Baculovirus was generated by homologous recombination between a plasmid carrying the DBL6ε gene and the linear baculovirus genome. After three virus amplifications and protein expression in insect cells, a two-step purification was performed. After passage over a cobalt gel column, a gel filtration purification step was carried out to remove remaining contaminants. The reduced 42 kDa domain (and non-reduced domain, data not shown) was observed on an acrylamide gel with an apparent molecular weight of 50 kDa and at least 90% purity (Figure 5 lane 1). A quantity of 400 µg of the domain was purified from 0.5 L of baculovirus-insect cells supernatant.
Experiments were designed to determine the percentage of plasma samples reacting against CYK48-DBL6ε and peptides based upon the seven variable blocks in this sequence. First, we investigated the reactivity of 80 plasma samples from primigravid or multigravid women. Plasma samples from non-exposed women and men were assessed as negative control. Plasma sample responses from exposed pregnant women were significantly higher than non-exposed men and women (Kruskal-Wallis test: p=0.014). The response also increased with parity (p<10−4).

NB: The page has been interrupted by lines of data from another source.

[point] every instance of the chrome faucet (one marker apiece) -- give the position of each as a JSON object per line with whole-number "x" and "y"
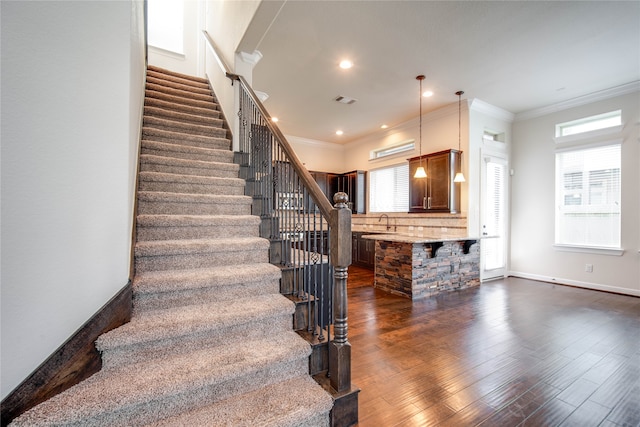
{"x": 380, "y": 219}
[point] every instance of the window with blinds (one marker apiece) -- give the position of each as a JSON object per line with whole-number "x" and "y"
{"x": 389, "y": 189}
{"x": 165, "y": 28}
{"x": 495, "y": 215}
{"x": 588, "y": 196}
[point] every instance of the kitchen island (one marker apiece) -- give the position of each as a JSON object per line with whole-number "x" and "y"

We purified and quantified IgG from 96 plasma samples. The concentrations of protein G-purified IgG varied from 0.23 to 0.98 mg/ml per 30 µl of plasma sample. Purity of the IgG is shown on Figure 5 where non-reduced IgG (150 kDa) is in lane 2, and reduced IgG (heavy chain, 50 kDa and light chain, 25 kDa) is in lane 3. We followed the reactivity against the DBL6ε-CYK48 domain with two positive and two negative plasma samples at various concentrations (data not shown). We determined the threshold concentration needed to produce a significant signal at 20% of the apparent avidity constant to be 0.0205 µg IgG/mL. This concentration was used in ELISA experiments with peptides mimicking the variable blocks.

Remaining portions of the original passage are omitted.